Pratt also had literary interests: he kept a journal from his early years, published two books of poetry and two pioneering studies Painful Experiments on Animals (1976) and Alternatives to Pain in Experiments on Animals (1980).

== The American Museum in Britain ==
In the 1950s, Pratt and his partner John Judkyn became aware "that the media has helped to produce a distorted conception of the transatlantic experience and that the treatment of American history in British textbooks had tended to be scant and unbalanced. They had long regretted that no museum in Europe presented an authentic picture of American culture. They decided to remedy this". Whilst touring museum-restorations in country settings in New England and the Mid-Atlantic states, such as Winterthur, Dallas and John had the idea of creating a similar museum in Britain. "At this stage", Dallas wrote, "my desire was simply to share with the British the aesthetic charm of early American furniture and decorative art and their historical background. John added a concern of his own: to inform the British of the outstanding achievements in these arts and crafts … There is a shade of difference here between myself as prospective museum exhibitor and John as educator and promoter of Anglo-American understanding. Both motivations merged in the outcome".

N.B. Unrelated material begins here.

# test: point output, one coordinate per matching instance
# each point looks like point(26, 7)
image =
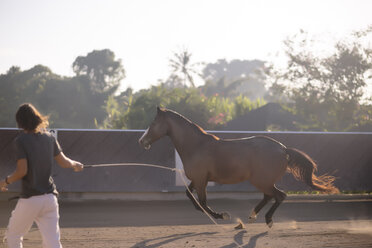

The American Museum in Britain (now branded as the American Museum and Gardens) is housed in Claverton Manor, a large house built in 1820 in the outskirts of Bath. The museum opened to the public in July 1961, and in 2011 celebrated its 50th anniversary with an exhibition of Marilyn Monroe's dresses and artefacts from the David Gainsborough Roberts' Collection.

== Personal life ==
Dr. Dallas Pratt and John Judkyn “were an Anglo-American couple, Partners in both their personal and collecting lives,” according to the website of the American Museum & Gardens in the United Kingdom, which the two men founded together.
Pratt had homes in America, France and England. He died from cancer at his home in New York on May 20, 1994, at age 79.